In total, 1398 articles were screened and 27 included. Treatments compared were atezolizumab plus bevacizumab, brivanib, donafenib, dovitinib, FOLFOX4, lenvatinib, linifanib, nintedanib, nivolumab, sorafenib, sunitinib, vandetanib, 11 sorafenib combination therapies, and three other combination therapies. For overall response rate, lenvatinib ranked 1/19, followed by atezolizumab plus bevacizumab and nivolumab. For progression-free survival (PFS), atezolizumab + bevacizumab was ranked 1/15, followed by lenvatinib. With the exception of atezolizumab + bevacizumab [hazard ratios (HR)PFS = 0.90; 95% confidence interval (CI): 0.64-1.25], the estimated HRs for PFS for all included treatments vs lenvatinib were > 1; however, the associated 95%CI passed through unity for bevacizumab plus erlotinib, linifanib, and FOLFOX4. For overall survival, atezolizumab plus bevacizumab was ranked 1/25, followed by vandetanib 100 mg/d and donafinib, with lenvatinib ranked 6/25. Atezolizumab + bevacizumab was associated with a lower risk of death vs lenvatinib (HRos = 0.63; 95%CI: 0.44-0.89), while the HR for overall survival for most other treatments vs lenvatinib had associated 95%CIs that passed through unity. Vandetanib 300 mg/d and 100 mg/d were ranked 1/13 and 2/13, respectively, for the lowest incidence of treatment terminations due to adverse events, followed by sorafenib (5/13), lenvatinib (10/13), and atezolizumab + bevacizumab (13/13).


There is not one single first-line treatment for advanced HCC associated with superior outcomes across all outcome measurements. Therefore, first-line systemic treatment should be selected based on individualized treatment goals.

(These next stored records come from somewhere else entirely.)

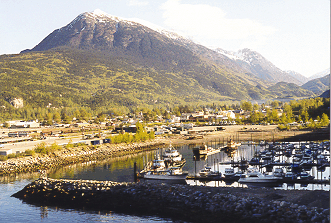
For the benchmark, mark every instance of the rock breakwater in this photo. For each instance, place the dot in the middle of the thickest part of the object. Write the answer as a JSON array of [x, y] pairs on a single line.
[[73, 155], [181, 202]]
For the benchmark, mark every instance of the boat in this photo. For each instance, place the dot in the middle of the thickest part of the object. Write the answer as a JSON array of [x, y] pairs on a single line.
[[229, 173], [173, 173], [278, 172], [254, 161], [207, 172], [290, 175], [305, 176], [172, 157], [254, 176], [155, 165], [232, 144]]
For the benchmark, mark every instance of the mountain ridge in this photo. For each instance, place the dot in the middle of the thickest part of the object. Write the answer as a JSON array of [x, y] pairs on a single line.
[[99, 61]]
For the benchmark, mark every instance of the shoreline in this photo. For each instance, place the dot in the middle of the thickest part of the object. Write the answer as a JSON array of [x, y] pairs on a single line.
[[181, 202], [82, 154]]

Keywords: Hepatocellular carcinoma, Systemic therapy, Meta-analysis, Lenvatinib, First-line, Immune therapy

Core Tip: The present network meta-analysis is the first to compare data from randomized trials of all first-line systemic therapies for hepatocellular carcinoma including chemotherapy, targeted drugs, immunotherapy, and combination therapies. Furthermore, the analysis represents a comprehensive cross comparison of outcomes, including tumor response rates, survival, and safety and included a sub-analysis in patients with hepatitis B virus infection. Our results showed that atezolizumab plus bevacizumab was ranked first for progression-free survival and overall survival but also had the highest rate of discontinuations due to adverse events. Lenvatinib ranked first for overall response rate and second for progression-free survival.